WASHINGTON - Mortgage finance companies Fannie Mae (NYSE: FNM) and Freddie Mac (NYSE: FRE) have new programs to help troubled subprime borrowers avoid foreclosure, the companies' chiefs will say Tuesday, according to prepared testimony for a congressional hearing.
Daniel Mudd, Fannie's Chief Executive Officer, will unveil a new effort called "HomeStay" when he testifies Tuesday before a congressional panel to discuss the subprime lending crisis, according to text of his prepared remarks obtained by Reuters.
The program will offer troubled borrowers "a range of workout solutions," looser credit requirements and ways to shed subprime mortgages before payments spike, according to prepared testimony to be presented to a House Financial Services Committee discussing the subprime mortgage crisis.

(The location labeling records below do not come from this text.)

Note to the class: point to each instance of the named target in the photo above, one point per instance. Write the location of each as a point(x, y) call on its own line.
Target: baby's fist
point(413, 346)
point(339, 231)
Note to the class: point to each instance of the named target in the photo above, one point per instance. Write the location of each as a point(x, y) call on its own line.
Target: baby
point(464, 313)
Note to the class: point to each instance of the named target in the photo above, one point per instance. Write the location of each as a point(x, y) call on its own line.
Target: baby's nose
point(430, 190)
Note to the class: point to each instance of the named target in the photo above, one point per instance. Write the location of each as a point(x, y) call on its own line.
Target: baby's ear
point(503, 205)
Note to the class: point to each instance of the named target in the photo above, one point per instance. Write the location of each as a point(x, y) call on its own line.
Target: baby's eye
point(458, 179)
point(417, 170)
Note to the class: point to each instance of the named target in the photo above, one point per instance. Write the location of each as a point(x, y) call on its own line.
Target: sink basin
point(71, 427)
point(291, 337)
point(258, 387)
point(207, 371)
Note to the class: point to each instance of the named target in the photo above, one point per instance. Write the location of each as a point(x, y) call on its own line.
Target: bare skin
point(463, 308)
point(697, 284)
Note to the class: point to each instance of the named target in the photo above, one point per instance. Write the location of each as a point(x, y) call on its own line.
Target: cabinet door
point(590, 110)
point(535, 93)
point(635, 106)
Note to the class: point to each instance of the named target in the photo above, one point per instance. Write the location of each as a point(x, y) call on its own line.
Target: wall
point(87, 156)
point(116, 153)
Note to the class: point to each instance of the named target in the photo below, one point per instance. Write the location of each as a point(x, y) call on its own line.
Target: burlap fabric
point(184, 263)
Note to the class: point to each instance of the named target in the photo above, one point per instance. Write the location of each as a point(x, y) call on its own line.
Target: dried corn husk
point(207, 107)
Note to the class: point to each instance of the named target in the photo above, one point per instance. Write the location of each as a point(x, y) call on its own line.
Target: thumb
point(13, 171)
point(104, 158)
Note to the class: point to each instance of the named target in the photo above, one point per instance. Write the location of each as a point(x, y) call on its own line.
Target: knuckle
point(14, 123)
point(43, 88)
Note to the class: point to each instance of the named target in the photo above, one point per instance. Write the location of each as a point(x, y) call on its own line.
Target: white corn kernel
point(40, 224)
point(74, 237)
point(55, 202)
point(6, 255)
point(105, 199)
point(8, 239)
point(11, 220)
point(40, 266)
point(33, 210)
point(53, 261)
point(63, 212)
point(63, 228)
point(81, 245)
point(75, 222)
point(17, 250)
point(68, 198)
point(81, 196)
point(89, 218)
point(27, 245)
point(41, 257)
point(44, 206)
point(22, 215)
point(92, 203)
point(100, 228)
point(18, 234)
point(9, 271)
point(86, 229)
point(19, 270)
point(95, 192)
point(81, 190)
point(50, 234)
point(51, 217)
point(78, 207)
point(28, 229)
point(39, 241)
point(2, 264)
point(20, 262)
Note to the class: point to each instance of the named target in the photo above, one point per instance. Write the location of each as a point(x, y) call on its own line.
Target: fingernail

Subprime mortgages made homeownership affordable for many borrowers who had spotty credit histories. The low early payments of those adjustable-rate mortgage (ARM) loans, though, often climb sharply within a few years and subprime mortgage delinquencies have risen in recent months.
According to the prepared testimony, Freddie Mac chief executive Richard Syron will offer services and products that will help troubled subprime borrowers ease into a mortgage that they can afford.
The company is "working on a major effort to develop more consumer-friendly subprime products that will provide stable financing alternatives going forward," Syron is due to tell the House Financial Services Committee. "These offerings will include 30-year and possibly 40-year fixed-rate mortgages and ARMs with reduced margins and longer fixed-rate periods."
Freddie Mac plans to make its new products available by mid-summer, Syron is due to say.
Fannie Mae and Freddie Mac are government-sponsored enterprises that hold federal charters to promote affordable home ownership.